Dire che si sta riaprendo il caso Cucchi sarebbe eccessivo, oltreché non rispondente al vero. L’ultimo episodio della triste telenovela italiana della malapolizia dice infatti una cosa diversa: si riapre la guerra delle perizie, cioè si è tornati al punto di partenza senza però mettere le cose in ordine.
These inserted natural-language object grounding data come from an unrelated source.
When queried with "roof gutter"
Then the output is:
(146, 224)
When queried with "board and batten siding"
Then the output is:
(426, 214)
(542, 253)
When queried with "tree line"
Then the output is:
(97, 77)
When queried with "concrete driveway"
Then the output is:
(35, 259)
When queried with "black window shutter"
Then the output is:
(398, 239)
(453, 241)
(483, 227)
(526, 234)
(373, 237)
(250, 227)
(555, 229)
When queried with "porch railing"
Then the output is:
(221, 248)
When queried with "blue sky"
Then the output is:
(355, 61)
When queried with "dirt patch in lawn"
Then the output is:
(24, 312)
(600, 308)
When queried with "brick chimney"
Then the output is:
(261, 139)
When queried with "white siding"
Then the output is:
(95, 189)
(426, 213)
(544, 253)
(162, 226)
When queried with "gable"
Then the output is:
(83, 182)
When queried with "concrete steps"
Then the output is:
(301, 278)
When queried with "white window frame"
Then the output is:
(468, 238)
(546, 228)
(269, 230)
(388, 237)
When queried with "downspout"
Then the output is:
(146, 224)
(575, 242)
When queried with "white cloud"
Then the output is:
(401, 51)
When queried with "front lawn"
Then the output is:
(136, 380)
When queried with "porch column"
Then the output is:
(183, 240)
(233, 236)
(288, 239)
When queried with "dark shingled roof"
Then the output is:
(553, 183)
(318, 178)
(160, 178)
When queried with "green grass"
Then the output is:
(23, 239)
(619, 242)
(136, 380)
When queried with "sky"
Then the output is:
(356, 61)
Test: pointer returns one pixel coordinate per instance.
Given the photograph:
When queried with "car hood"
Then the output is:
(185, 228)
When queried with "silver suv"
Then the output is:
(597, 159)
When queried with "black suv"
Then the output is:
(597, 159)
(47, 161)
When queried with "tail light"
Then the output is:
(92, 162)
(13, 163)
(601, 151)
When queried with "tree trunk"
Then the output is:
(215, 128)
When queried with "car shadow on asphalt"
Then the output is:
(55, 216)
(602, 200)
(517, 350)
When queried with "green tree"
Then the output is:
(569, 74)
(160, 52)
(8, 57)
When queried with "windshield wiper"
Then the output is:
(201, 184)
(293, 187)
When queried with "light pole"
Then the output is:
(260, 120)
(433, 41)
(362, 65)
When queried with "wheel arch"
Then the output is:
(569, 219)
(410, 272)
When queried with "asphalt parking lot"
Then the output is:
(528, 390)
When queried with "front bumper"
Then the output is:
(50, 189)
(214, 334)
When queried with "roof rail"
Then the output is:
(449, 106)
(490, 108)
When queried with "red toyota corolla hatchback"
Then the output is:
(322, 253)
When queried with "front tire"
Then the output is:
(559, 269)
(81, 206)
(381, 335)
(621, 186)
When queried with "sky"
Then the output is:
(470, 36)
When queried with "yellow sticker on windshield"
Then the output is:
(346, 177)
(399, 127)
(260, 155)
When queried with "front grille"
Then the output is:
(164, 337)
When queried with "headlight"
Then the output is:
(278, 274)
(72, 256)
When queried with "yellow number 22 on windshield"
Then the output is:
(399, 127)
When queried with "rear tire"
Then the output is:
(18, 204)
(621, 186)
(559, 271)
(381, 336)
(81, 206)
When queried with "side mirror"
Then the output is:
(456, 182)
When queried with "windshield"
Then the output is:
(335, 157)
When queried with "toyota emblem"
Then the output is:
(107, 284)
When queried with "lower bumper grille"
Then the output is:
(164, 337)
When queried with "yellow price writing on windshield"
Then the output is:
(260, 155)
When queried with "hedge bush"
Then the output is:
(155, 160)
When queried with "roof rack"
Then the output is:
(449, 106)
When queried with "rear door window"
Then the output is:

L’unico modo per far sì che esista una minima possibilità di accertare la verità dei fatti sulla morte del giovane romano è legata all’apertura di un fascicolo con un’ipotesi di reato ben definita: omicidio preterintenzionale. In altre parole, soltanto se si sostiene che Stefano sia morto a causa delle botte subite durante la sua detenzione c’è speranza di arrivare a un processo credibile.
Ad ogni buon conto, la procura di Roma avrebbe aperto un fascicolo sul perito Paolo Arbarello, ex direttore del dipartimento di medicina legale dell’università La Sapienza, e consulente della procura. L’accusa nei suoi confronti è di aver redatto una falsa perizia sulla morte di Stefano Cucchi, e ad indagare sarà il capo della procura Giuseppe Pignatone in persona.
Intanto, lo stesso Arbarello ha annunciato dalle colonne di Repubblica la sua intenzione di querelare Ilaria Cucchi.
In realtà, comunque, il fascicolo di Pignatone sarebbe privo sia di ipotesi di reato sia di indagati: in sostanza, si sa solo che si indagherà sulle dieci pagine di esposto presentato dalla famiglia Cucchi, ma non si sa bene in che modo, né perché, né come.
Il problema serio – e insormontabile – è legato alla dinamica dei fatti: Stefano Cucchi non è morto «in prigione» ma a causa di un pestaggio avvenuto nelle celle del tribunale di Roma, dunque sotto la diretta responsabilità dei magistrati. Arrivare in fondo a questa storia potrebbe essere una seccatura per la magistratura stessa, che verrebbe in questo modo messa di fronte alle proprie responsabilità, ovvero alla propria incapacità di tutelare un detenuto all’interno dello stesso palazzo di giustizia.
Il cortocircuito è così servito ma, se da un punto di vista giudiziario le cose si stanno mettendo male in maniera forse irreparabile, fuori dalle stanze dei tribunali qualcosa si muove: oggi, alle 18, in piazza Indipendenza a Roma è previsto un presidio per «non dimenticare» Stefano e le altre vittime dello Stato: «Mille candele per Stefano Cucchi», questo il nome dell’iniziativa alla quale hanno aderito diverse sigle e realtà politiche e sociali.